The maker of Peroni, Grolsch and Miller Lite cited particular strength in Ghana, Nigeria, Tanzania and Zambia where urban populations are growing and trading up to branded beer from home-brewed alcohol.

“Amid widespread concerns around slowing economies, particularly in emerging markets, we believe that the underlying fundamentals of our key developing markets remain in tact,” SABMiller Chief Executive Officer Alan Clark said on Thursday.

The maker of Peroni, Grolsch and Miller Lite cited particular strength in Ghana, Nigeria, Tanzania and Zambia

The maker of Peroni, Grolsch and Miller Lite cited particular strength in Ghana, Nigeria, Tanzania and Zambia

“This includes growth drivers such as growing population, increasing urbanization, progressively aspirational consumers and opportunities to gain market share from the illicit trade.”

 The brewer has leading positions in Africa, China and the Andean region of Latin America, Reuters reports.

Strength in those places helped SABMiller report a 7 percent rise in earnings before interest, taxes, depreciation and amortization, reaching $3.27 billion in the six months ended 30 September. That was ahead of analysts’ average estimate of $3.22 billion, according to a company-supplied consensus.

Lager sales by volume rose 1 percent. Volume gains of 9 percent in Africa, 4 percent in Asia Pacific and 1 percent in Latin America were tempered by declines of 4 percent in Europe and 3 percent in North America.

Africa has become a key battleground for alcoholic drink makers. Diageo has stepped up investments there, recently buying breweries in Tanzania and Ethiopia, and is on the hunt for more.

“Looking forward to the second half of the year, we expect trading conditions to remain broadly unchanged, with volume growth continuing to be driven by emerging markets,” Clark said.


Slow economic growth in Europe and the United States has hurt household budgets, meaning consumers have either cut back on beer drinking or tried to buy it more cheaply.

 In Europe EBITDA fell 8 percent and SABMiller highlighted falling sales volumes in Poland and the Czech Republic.

“Europe is trading below our expectations,” Chief Financial Officer Jamie Wilson said, noting that the region has been tough for a number of quarters. “We see the economies there continuing to perform sluggishly, so that is not a surprise to us.”

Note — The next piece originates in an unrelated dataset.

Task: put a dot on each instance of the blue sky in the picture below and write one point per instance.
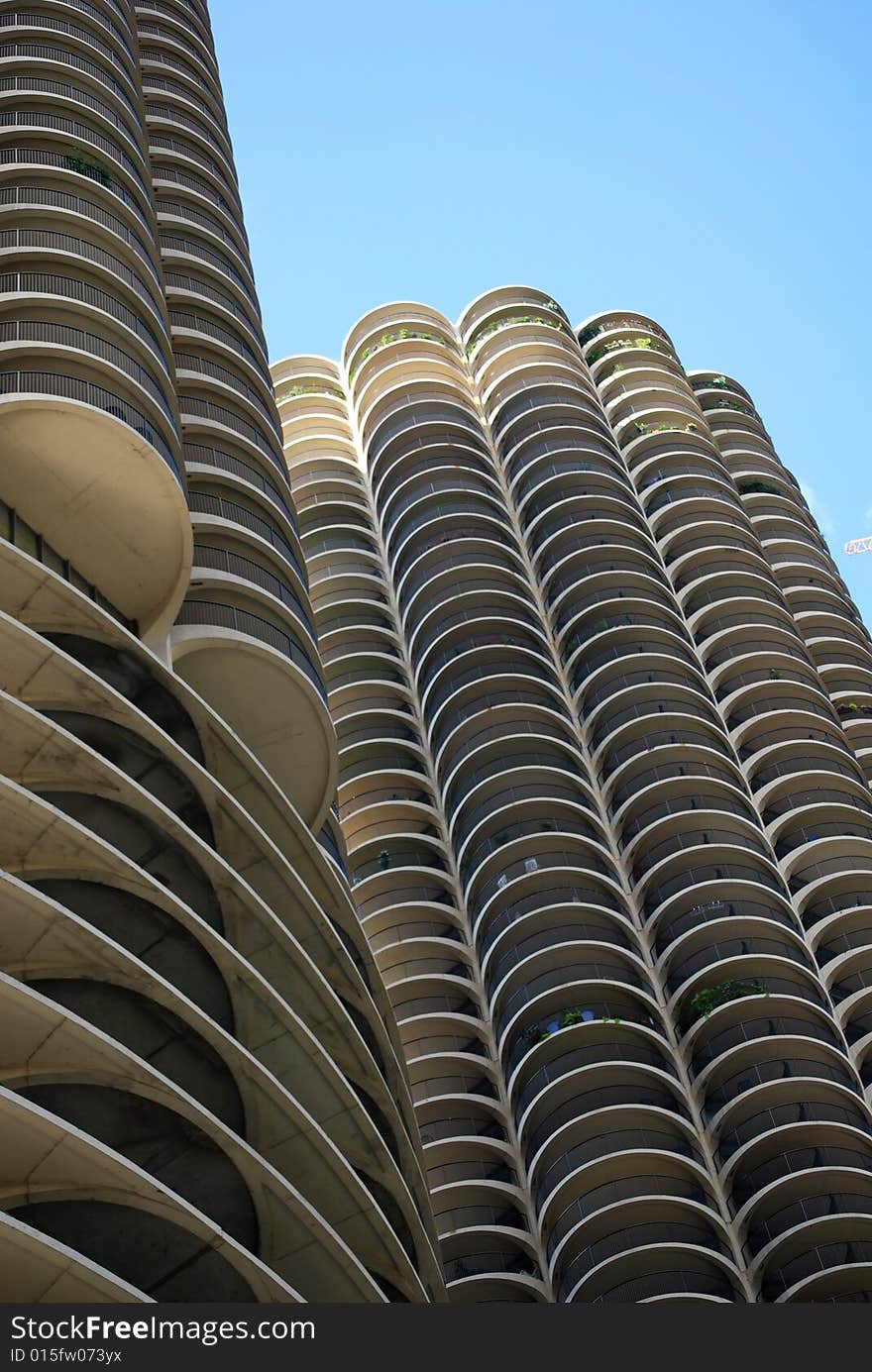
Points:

 Shares of the company, which had fallen nearly 10 percent in the past six months, were up 0.5 percent at 3250 pence at 1030 GMT on Thursday.

“Without meaningful change in the macro outlook, we see little reason to become more positive on the stock,” said Liberum Capital in a research note.

Through a decade of heavy consolidation, four big brewers — Anheuser-Busch InBev, SABMiller, Heineken and Carlsberg — already make half the world’s beer.

As virgin ground shrinks, speculation has grown that SABMiller itself could be acquired.

Asked whether consolidation in the beer sector was finished, Clark said: “We don’t think that age or that era is over in the brewing industry.”

Earnings on a per-share basis were $1.20 in the first half of the year, slightly below analysts’ average estimate of $1.21.

Overall, net producer revenue, which excludes excise and similar taxes, was $13.79 billion, in line with estimates.